Meyrick described the species as follows:

Male. — 21-23 mm. Forewings moderate, costa straight, hindmargin rounded; dark fuscous, densely and finely strewn with yellowish and a few whitish scales; a curved cloudy whitish line towards base, anteriorly blackish-margined; a slightly bent whitish line at 1/3, posteriorly blackish-margined; sometimes a small blackish discal dot, and slender curved median line; a clearly marked white line beyond middle, anteriorly strongly blackish-margined, shortly and obtusely angulated in middle, and inner margin shortly toothed above and below middle; an irregular sinuate subdentate whitish-yellowish subterminal line: cilia with basal half dark grey, apical half sharply barred with dark fuscous and white. Hindwings somewhat elongate, hindmargin rounded; dark fuscous; basal half irrorated with pale yellowish; a very obscure curved whitish shade before middle; a well-defined strongly-curved white median line; a very irregular subdentate whitish-yellowish subterminal line; cilia as in forewings.

==Distribution==
N. paradelpha is endemic to New Zealand. Along with its type locality of Ben Lomond, N. paradelpha has also been found on Mount Arthur, Arthur's Pass, the Hunter Mountains and at Obelisk Station and the Dansey Ecological District in Otago.

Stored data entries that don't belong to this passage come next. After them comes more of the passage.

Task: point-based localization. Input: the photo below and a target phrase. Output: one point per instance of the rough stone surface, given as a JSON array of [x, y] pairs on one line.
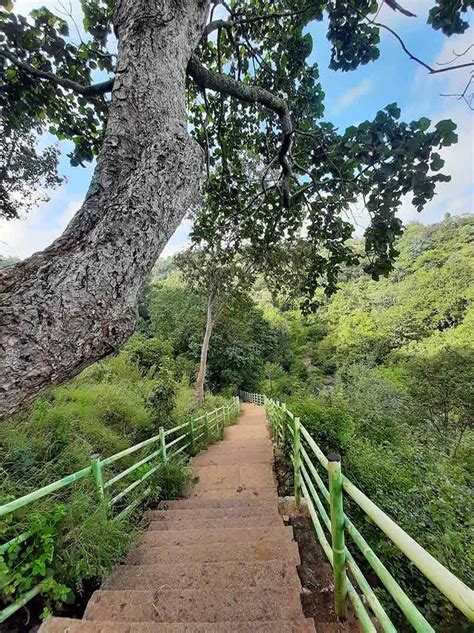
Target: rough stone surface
[[221, 561], [269, 574]]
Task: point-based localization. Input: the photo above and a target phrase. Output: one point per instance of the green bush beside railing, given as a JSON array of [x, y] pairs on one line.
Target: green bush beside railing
[[287, 429], [184, 438]]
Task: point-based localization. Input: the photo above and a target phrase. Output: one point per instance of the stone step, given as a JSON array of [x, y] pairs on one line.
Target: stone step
[[215, 553], [247, 432], [186, 515], [234, 457], [67, 625], [182, 575], [228, 476], [162, 538], [238, 492], [224, 522], [231, 502], [228, 444], [189, 605]]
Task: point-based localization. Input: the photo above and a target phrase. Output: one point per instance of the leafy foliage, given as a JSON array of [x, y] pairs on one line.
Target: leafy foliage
[[382, 374], [266, 185], [25, 172]]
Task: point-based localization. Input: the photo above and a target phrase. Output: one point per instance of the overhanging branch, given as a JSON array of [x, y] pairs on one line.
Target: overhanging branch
[[94, 90], [225, 84]]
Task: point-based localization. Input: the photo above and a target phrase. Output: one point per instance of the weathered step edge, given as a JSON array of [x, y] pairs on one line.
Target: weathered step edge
[[66, 625], [208, 605], [268, 574]]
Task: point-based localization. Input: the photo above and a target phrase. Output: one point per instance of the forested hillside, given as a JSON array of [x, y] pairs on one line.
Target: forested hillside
[[381, 373]]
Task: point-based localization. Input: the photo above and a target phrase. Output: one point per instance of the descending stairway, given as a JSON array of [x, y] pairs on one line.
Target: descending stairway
[[221, 561]]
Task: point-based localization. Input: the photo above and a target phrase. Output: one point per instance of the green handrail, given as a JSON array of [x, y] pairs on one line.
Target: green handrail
[[457, 592], [96, 471]]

==Life cycle and behaviour==

The female moth lays her eggs within the flower buds of their host plant. When the larvae emerge from their eggs, they eat into the leaves or buds of their host, hiding from predators. Once they are large enough, they emerge to feed from the fresh growth of the plant. N. paradelpha pupate in a loose cocoon on the ground under their host. N. paradelpha are day-flying moths. They are low but fast flyers and constantly vibrate their wings to enable them to take off rapidly.

Adults are on the wing from November to February.

==Habitat and host species==
This moth species prefers to live in high alpine habitat and has been found amongst grass and in herbfields. The host plants for the larvae of N. paradelpha are the endemic species in the genera Kelleria and Pimelea including Pimelia oreophila.